То самое слияние, к которому они приближались, протекало под баром «Водолей» — к неудовольствию большинства волшебников центральной Восточной Европы. Владелица бара, Джордан Римз, была не слишком-то дружелюбна к ведомственному колдовству, вне зависимости от ведомства. И по причинам, которые Таня предпочитала не уточнять, она особенно недолюбливала ведьм, служивших в разведке КГБ.
Надя выдержала Танин взгляд: «Принято». Они могли использовать силовые линии для собственных ритуалов, чтобы остановить конструкт. С легкостью. Тогда все, что от них требуется, — это загнать в угол существо, созданное магией элементалей для одной-единственной цели: преследования и поимки Носителя. Задача, которую он будет выполнять бесконечно, пока не поймает жертву или не рассыпется на базовые составляющие. «Да, — Таня изогнула губы в ухмылке, — все настолько просто».
Надя потянулась к своему рюкзаку и достала маленький талисман.
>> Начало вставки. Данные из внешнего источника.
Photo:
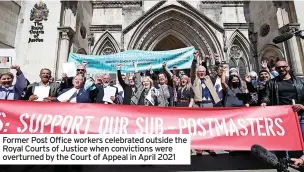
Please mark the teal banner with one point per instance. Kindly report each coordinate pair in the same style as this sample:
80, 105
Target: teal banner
182, 58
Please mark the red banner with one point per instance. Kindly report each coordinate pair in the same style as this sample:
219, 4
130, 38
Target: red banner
275, 127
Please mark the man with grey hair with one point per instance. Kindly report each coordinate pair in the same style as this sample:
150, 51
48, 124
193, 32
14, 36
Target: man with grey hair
67, 82
100, 92
53, 87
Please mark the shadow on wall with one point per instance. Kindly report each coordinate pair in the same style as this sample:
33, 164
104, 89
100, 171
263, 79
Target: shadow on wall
199, 163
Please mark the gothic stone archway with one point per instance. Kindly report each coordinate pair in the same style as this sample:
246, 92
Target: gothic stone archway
184, 24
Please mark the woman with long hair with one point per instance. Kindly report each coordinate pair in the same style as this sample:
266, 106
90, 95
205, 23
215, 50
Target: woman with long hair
147, 95
235, 94
185, 95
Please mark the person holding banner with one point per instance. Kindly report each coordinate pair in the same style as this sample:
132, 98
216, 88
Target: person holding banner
8, 91
235, 95
215, 75
67, 82
106, 93
205, 94
99, 78
128, 89
43, 90
77, 94
185, 95
147, 95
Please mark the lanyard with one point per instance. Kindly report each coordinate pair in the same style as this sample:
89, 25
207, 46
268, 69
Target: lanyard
7, 94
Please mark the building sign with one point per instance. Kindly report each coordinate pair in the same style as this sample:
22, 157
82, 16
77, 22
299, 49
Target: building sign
39, 13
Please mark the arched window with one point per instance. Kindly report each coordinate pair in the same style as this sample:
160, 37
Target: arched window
242, 68
232, 63
106, 45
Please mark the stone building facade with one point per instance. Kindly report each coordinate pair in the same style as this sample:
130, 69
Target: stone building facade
241, 32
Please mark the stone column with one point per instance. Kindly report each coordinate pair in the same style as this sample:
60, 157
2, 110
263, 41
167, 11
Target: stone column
293, 48
65, 42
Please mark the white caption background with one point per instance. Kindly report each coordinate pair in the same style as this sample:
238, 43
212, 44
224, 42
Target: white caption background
38, 149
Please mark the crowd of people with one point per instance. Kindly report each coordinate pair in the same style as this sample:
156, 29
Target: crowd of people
206, 86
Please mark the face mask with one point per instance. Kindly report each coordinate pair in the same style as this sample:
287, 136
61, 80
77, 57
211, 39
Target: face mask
274, 73
235, 84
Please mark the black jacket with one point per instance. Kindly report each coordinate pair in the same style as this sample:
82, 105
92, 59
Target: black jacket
68, 83
98, 93
271, 94
127, 89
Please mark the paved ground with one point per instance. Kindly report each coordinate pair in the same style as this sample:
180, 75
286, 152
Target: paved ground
206, 163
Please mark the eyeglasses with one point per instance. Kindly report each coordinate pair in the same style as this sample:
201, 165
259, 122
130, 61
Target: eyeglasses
280, 67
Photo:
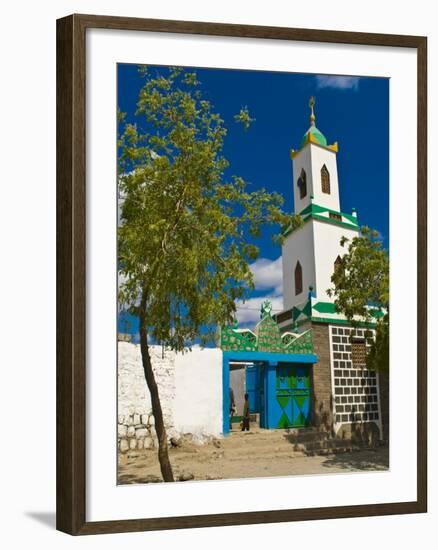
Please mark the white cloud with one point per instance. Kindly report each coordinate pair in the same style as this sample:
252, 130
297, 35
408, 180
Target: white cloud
268, 274
248, 312
339, 82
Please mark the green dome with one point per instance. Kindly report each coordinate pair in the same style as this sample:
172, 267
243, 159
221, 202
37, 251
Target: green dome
316, 136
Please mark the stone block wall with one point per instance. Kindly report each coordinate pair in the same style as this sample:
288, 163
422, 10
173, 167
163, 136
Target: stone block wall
190, 389
135, 420
384, 403
322, 398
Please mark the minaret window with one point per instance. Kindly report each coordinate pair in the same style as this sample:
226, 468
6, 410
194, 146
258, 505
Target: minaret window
298, 279
302, 184
325, 180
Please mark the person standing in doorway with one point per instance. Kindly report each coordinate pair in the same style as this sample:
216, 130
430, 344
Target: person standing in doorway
232, 408
245, 420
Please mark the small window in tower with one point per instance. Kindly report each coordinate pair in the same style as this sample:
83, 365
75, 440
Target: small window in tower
358, 352
335, 216
325, 180
302, 184
338, 263
298, 279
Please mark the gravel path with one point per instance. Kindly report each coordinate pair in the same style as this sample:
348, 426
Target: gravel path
258, 453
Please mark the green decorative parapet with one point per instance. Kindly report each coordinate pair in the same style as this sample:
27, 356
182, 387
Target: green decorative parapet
266, 338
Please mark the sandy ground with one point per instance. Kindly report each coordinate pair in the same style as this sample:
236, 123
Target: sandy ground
258, 453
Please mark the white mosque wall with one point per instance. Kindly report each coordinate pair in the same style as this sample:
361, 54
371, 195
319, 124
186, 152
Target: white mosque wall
197, 408
190, 388
319, 157
298, 246
312, 158
300, 162
327, 238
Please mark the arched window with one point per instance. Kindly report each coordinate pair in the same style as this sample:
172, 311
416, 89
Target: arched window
338, 263
325, 180
302, 184
298, 279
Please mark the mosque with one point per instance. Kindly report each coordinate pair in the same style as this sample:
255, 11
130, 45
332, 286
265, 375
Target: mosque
322, 381
303, 368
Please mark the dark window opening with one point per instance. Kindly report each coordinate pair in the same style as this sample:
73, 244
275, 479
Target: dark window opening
298, 279
325, 180
335, 216
302, 184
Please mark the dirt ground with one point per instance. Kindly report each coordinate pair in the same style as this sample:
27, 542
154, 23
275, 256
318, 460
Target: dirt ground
258, 453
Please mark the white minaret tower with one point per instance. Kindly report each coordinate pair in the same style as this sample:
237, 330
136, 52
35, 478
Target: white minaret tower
311, 251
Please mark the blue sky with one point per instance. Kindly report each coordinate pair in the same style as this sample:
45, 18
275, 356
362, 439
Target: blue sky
354, 111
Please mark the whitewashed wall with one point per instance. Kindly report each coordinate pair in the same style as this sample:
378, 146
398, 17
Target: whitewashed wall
298, 246
190, 388
198, 400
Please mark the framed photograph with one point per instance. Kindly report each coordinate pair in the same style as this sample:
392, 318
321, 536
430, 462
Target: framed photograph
241, 274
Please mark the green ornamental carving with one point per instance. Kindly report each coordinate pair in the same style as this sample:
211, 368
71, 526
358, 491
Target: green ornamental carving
266, 338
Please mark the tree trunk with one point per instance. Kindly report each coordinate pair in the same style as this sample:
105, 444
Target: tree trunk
163, 452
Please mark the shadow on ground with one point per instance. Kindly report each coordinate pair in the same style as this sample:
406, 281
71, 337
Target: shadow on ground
361, 460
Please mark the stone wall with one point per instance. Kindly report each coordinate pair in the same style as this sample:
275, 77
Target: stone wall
190, 388
135, 420
384, 403
322, 384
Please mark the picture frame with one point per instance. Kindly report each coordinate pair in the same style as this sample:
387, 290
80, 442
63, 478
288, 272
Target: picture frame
71, 431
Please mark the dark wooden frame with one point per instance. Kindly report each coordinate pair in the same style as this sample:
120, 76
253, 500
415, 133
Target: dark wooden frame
71, 299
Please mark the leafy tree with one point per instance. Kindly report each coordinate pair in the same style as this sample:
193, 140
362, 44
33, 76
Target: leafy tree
361, 289
183, 242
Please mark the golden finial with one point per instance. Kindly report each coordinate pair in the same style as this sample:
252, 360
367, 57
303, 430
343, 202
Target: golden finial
312, 114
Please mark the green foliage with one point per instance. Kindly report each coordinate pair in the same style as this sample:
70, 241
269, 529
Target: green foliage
361, 287
183, 241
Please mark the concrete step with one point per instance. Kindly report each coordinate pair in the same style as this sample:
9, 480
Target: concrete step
308, 437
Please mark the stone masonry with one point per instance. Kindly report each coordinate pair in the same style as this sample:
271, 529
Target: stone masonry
136, 424
321, 384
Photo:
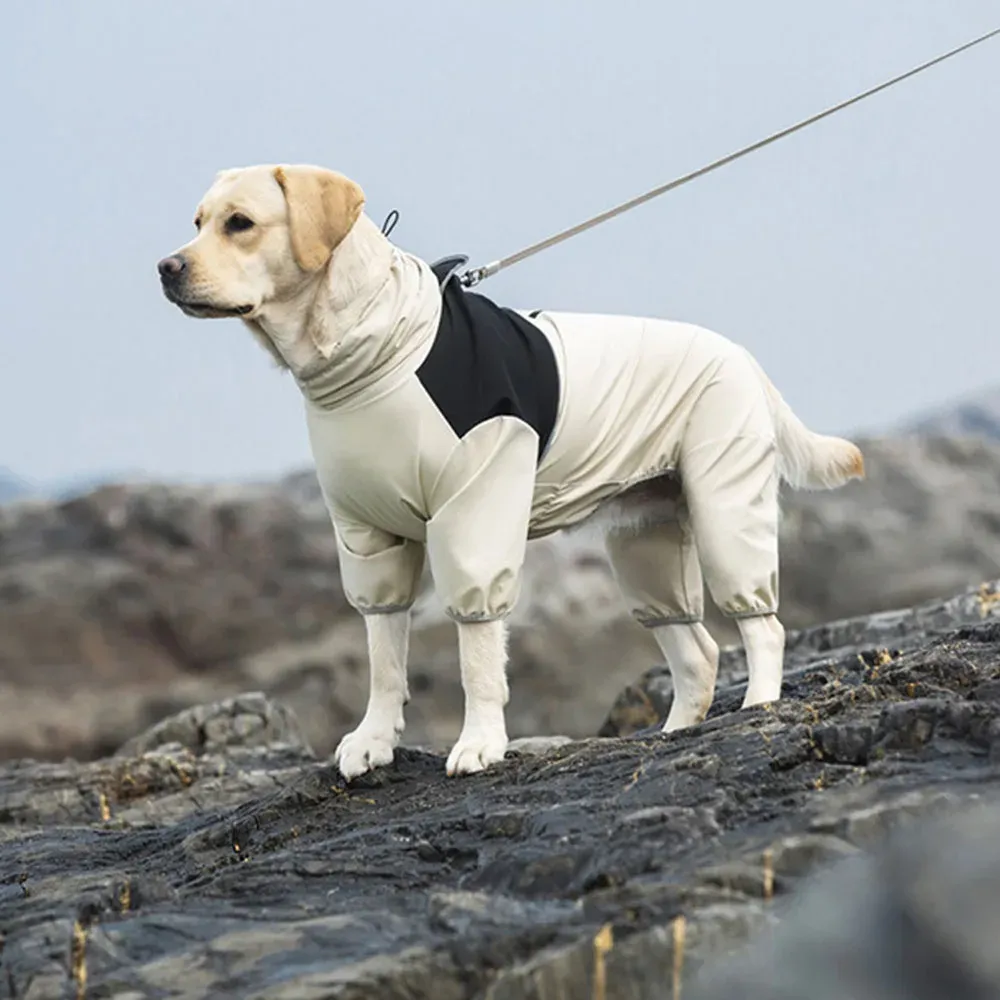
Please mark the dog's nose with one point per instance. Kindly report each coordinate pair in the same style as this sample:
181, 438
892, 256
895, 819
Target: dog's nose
171, 268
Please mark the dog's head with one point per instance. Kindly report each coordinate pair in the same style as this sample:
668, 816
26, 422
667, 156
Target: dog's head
262, 233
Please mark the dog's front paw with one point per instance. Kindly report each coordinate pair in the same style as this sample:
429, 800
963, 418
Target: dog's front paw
363, 750
476, 749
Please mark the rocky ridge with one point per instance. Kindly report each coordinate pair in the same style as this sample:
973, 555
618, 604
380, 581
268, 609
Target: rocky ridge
215, 855
130, 603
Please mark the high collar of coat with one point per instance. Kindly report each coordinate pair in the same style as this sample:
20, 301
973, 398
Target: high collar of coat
373, 316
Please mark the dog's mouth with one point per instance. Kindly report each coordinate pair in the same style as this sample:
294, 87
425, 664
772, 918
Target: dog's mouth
206, 310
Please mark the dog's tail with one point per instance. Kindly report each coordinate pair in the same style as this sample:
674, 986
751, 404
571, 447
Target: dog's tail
807, 460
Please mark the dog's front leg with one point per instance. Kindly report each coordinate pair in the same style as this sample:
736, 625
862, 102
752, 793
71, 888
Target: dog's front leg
482, 649
373, 742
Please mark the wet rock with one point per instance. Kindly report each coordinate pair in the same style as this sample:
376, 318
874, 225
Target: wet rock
919, 920
615, 867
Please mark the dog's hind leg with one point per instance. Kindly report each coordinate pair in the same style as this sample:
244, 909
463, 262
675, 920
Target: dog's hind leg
764, 640
693, 658
482, 650
728, 464
373, 742
656, 567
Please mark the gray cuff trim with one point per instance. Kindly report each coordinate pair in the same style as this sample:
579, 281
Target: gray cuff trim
656, 622
477, 619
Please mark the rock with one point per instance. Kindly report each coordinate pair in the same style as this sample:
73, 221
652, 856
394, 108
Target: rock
250, 720
919, 920
871, 639
615, 867
131, 603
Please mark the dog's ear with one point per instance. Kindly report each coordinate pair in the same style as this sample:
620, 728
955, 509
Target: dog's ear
322, 208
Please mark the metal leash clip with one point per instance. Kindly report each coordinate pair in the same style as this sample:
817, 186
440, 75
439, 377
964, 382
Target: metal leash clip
474, 275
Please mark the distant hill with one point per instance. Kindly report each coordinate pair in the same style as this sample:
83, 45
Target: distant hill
977, 415
12, 487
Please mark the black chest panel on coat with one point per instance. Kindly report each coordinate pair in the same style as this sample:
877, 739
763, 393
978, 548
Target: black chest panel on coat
488, 361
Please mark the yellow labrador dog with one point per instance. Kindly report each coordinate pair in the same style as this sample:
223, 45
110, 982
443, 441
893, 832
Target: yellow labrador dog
449, 429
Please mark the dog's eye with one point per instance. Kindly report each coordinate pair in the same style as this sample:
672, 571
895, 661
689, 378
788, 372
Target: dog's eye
237, 223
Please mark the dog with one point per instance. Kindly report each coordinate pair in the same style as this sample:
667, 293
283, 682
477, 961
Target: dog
447, 428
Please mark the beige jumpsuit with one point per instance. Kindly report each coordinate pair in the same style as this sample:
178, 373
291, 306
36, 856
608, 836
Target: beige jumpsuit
639, 398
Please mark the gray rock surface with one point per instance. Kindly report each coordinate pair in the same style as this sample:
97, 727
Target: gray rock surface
610, 868
129, 604
920, 921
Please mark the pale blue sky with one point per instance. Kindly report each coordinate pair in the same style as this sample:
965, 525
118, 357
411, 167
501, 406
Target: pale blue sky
857, 259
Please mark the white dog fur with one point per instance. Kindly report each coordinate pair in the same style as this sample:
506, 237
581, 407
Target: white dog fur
267, 252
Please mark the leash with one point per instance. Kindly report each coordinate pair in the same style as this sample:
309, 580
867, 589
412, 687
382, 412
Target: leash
475, 275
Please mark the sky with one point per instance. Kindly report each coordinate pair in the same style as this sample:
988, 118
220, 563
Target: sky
857, 259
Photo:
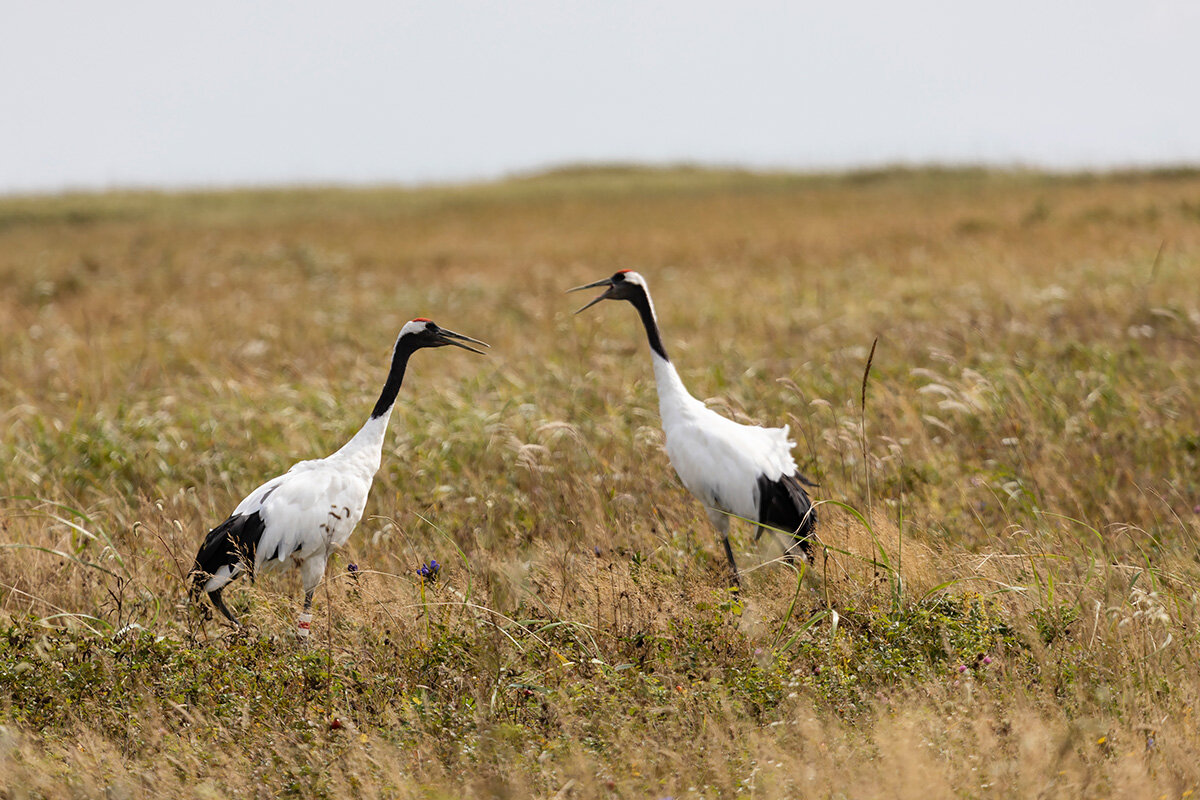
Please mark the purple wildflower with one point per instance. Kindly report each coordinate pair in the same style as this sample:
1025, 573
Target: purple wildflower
430, 571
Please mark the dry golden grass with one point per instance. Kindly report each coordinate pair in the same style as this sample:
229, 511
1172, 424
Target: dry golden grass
1018, 618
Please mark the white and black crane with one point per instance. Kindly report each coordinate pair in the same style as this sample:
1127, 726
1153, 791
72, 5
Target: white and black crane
303, 516
747, 470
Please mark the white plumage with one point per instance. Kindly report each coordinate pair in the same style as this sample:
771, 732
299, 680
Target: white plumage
301, 517
741, 469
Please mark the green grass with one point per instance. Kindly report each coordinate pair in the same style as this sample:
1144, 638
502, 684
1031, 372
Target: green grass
1006, 600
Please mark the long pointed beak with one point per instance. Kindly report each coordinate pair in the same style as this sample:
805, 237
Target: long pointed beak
606, 282
457, 340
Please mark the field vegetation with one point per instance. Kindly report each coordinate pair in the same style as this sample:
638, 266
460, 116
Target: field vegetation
1005, 605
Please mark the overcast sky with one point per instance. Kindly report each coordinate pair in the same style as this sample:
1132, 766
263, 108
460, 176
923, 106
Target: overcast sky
97, 95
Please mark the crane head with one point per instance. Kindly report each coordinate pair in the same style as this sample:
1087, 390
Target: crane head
624, 284
424, 332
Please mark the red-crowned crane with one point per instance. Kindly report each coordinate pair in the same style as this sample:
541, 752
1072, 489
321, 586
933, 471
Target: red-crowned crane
303, 516
741, 469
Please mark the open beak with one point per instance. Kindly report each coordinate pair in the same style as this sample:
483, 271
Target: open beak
457, 340
606, 282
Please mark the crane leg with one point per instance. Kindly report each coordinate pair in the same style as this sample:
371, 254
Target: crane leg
735, 582
219, 602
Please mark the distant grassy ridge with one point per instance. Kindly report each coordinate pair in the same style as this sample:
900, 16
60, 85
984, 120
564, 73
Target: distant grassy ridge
589, 180
1005, 605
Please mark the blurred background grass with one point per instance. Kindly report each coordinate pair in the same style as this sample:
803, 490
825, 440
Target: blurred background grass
1031, 446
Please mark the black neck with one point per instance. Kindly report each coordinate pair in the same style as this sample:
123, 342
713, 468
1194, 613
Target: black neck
395, 378
642, 304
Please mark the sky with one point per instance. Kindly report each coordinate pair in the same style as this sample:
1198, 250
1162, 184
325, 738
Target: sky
219, 94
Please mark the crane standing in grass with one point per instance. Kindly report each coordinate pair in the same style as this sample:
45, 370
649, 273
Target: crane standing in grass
733, 469
303, 516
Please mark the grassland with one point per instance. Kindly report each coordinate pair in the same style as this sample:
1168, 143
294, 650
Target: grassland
1007, 602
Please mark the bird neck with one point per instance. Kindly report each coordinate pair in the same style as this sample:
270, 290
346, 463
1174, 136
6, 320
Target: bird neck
366, 446
675, 401
400, 356
645, 307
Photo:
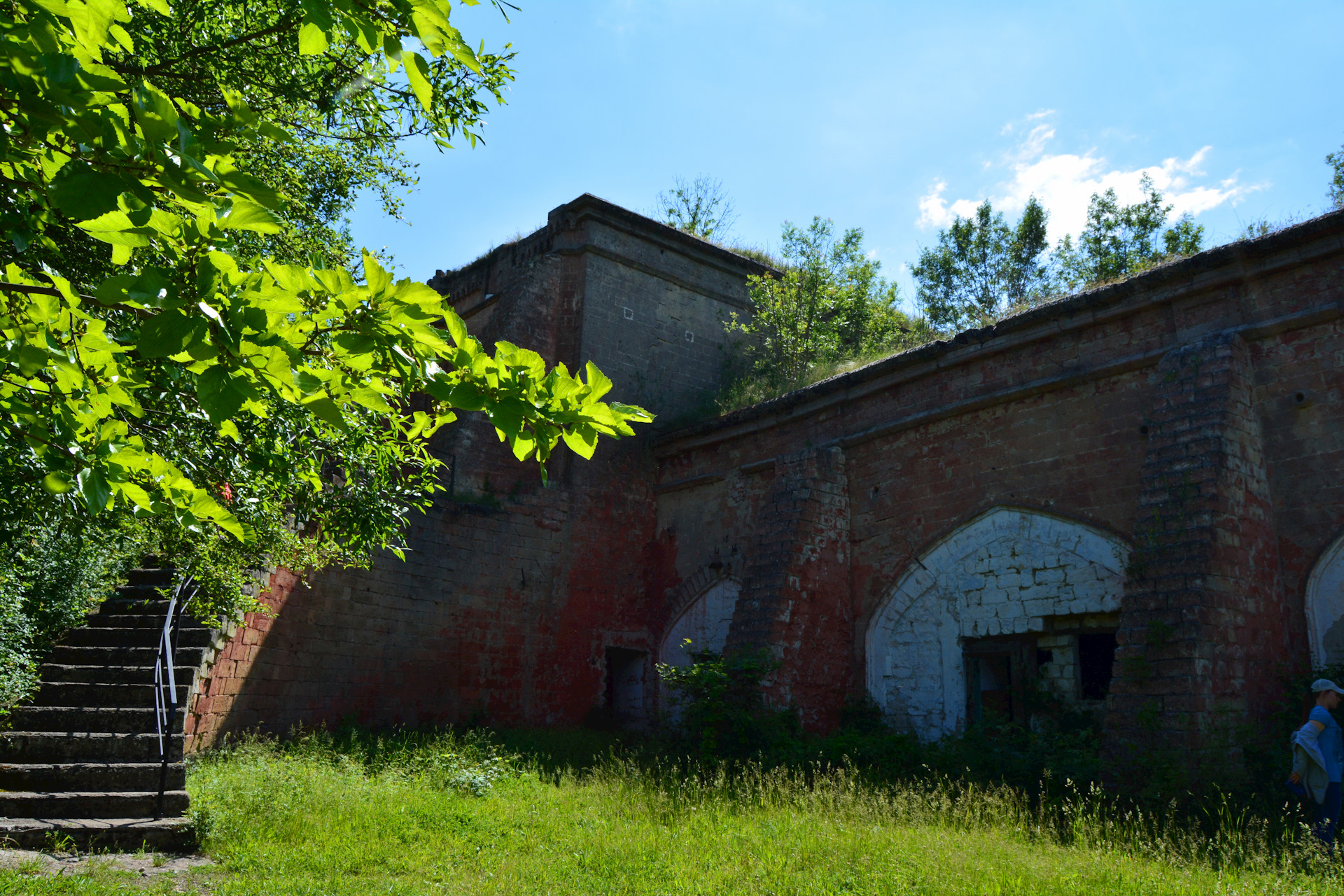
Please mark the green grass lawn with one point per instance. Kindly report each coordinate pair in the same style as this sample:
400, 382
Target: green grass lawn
409, 821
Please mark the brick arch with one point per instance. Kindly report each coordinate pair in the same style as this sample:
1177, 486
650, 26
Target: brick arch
1002, 573
704, 617
1326, 606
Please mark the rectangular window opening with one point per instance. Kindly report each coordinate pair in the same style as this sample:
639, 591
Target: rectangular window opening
625, 682
1096, 657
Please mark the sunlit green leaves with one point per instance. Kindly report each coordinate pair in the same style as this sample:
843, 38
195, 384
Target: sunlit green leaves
197, 335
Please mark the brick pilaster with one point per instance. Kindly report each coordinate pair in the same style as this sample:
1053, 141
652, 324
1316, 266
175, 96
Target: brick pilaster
1203, 618
796, 584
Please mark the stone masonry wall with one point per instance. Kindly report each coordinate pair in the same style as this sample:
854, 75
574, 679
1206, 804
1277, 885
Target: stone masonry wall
1091, 410
1049, 410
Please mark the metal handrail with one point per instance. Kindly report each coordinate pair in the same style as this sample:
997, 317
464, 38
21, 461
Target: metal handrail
166, 681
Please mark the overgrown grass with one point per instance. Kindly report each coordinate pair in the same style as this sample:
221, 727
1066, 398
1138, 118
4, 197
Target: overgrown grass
365, 813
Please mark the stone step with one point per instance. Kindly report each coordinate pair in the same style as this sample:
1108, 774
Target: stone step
136, 601
90, 776
131, 720
74, 656
83, 746
104, 834
73, 694
137, 621
108, 675
134, 637
159, 578
96, 804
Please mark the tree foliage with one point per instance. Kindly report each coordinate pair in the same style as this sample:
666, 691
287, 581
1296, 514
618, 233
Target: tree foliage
1336, 188
981, 267
207, 384
702, 209
830, 304
1119, 241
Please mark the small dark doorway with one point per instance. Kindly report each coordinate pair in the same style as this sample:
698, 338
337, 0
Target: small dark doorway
1096, 659
996, 680
625, 684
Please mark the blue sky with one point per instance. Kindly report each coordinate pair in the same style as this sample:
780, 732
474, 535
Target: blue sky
886, 115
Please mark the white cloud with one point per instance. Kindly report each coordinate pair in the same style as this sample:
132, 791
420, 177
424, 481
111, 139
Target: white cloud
934, 210
1063, 183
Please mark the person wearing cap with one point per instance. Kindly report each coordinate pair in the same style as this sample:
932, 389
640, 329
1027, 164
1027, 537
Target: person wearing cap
1319, 760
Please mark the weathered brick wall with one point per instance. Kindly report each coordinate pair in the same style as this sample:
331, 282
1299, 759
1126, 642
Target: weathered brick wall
796, 564
1049, 410
511, 593
1203, 624
823, 501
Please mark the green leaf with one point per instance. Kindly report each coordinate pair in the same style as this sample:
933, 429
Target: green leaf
55, 482
222, 393
168, 333
312, 41
248, 216
327, 410
84, 194
94, 489
582, 441
597, 382
417, 73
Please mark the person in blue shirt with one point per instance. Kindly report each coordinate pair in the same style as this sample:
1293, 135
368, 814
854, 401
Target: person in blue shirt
1324, 741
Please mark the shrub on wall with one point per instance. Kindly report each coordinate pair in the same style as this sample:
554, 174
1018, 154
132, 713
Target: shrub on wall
50, 577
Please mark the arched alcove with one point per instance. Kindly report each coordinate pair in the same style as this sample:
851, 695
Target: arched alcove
1008, 571
1326, 606
705, 622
Таня не могла разглядеть, но прекрасно представляла, что выбрала Надя: два камня с полоской высохшей земли между ними, изящно перетянутые тонкой медной проволокой. Надя резко дохнула на амулет, чтобы тот получил последний компонент, и швырнула его через плечо конструкта так сильно, как только могла.
Талисман звякнул о булыжную мостовую в нескольких метрах впереди существа. Сначала ничего не изменилось. Таня использовала эту отсрочку, чтобы, пробежав квартал, еще раз поравняться с конструктом. И тут нога чудища опустилась возле талисмана.
Кинжал из камня и плотно утрамбованной земли выскочил из-под булыжников, отправив монстра в полет: существо взметнулось вверх на два этажа. Трещина от сместившегося слоя земли поползла по богато украшенным фасадам вдоль улицы. Таня съежилась от звука — но время для игры в прятки закончилось. Нельзя допустить, чтобы эта тварь настигла Носителя. Конструкт рухнул на спину посреди улицы, отчаянно размахивая конечностями, и его механический гул перешел в тошнотворный визг.